Parliamoci chiaro: gli italiani non sono un popolo di lettori. E in pochi sanno scrivere. E per scrivere non intendo certo un romanzo, ma anche una semplice mail aziendale. Guardate le vostre pagine Facebook, se pensate il contrario. Leggete Twitter. Leggete i commenti dei giornali online. Leggete gli stessi giornali online. Leggete. In un profluvio di “piuttosto che” usati come disgiuntiva, le famigerate “K” e congiuntivi scomparsi, maneggiare a dovere la lingua italiana oggi è diventata un’azione per pochi. Come potrà mai uno spettatore capire la validità di un racconto se nemmeno lui sa come usare l'italiano e se legge poco e male? Sto ovviamente generalizzando: magari tra voi, in questo momento, c’è qualcuno che ha capito davvero perché certi concorrenti a “Masterpiece” sono stati eliminati, ma soprattutto perché Lilith Di Rosa è stato scelto come finalista della prima puntata, al di là dei commenti di De Carlo, di De Cataldo e della Selasi… che comunque tra “postmoderno” e un “banale”, suscitavano altrettante perplessità.
Tratto dalla pagina Facebook del primo concorrente scelto dai giudici di Masterpiece.
Insomma, io trovo che “Masterpiece” sia solo un programma inutile, creato con la solita, fastidiosa furbizia solo per rimpolpare le casse di RaiTre e Bompiani e, ciò che è peggio, senza un minimo di riguardo nei confronti del pubblico.
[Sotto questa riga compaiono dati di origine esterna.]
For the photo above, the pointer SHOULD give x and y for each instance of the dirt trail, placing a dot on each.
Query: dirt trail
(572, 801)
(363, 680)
Il quale da un lato si affiderà ciecamente ai giudizi della giuria non avendo gli strumenti per discernere qualità e mediocrità; dall’altro rimarrà vittima delle sordide vicende dei concorrenti più che della loro scrittura; da un altro lato ancora continuerà a rimanere affascinato dal magico mondo dell’editoria, senza però comprendere davvero cosa fa di una storia un libro di successo. Perché nessuno lo sa. Non si spiegherebbero altrimenti i trionfi degli ultimi anni, dalle Cinquanta Sfumature, ai casi di e-book autopubblicati divenuti fenomeni editoriali.
Se nemmeno le case editrici più navigate riescono a intercettare i possibili best-seller, chi siamo noi per capirlo con un talent show? Ed è troppo facile etichettare i commenti negativi al programma come frutto di uno snobismo elitario e intellettualoide: la letteratura non è intoccabile (lo dimostra “Per un pugno di libri”), solo che proporla in una trasmissione puntando solo alla pancia del pubblico con stratagemmi da becero audience, la mortifica e la ridicolizza.
Non se lo merita la letteratura, non se lo merita nemmeno la televisione.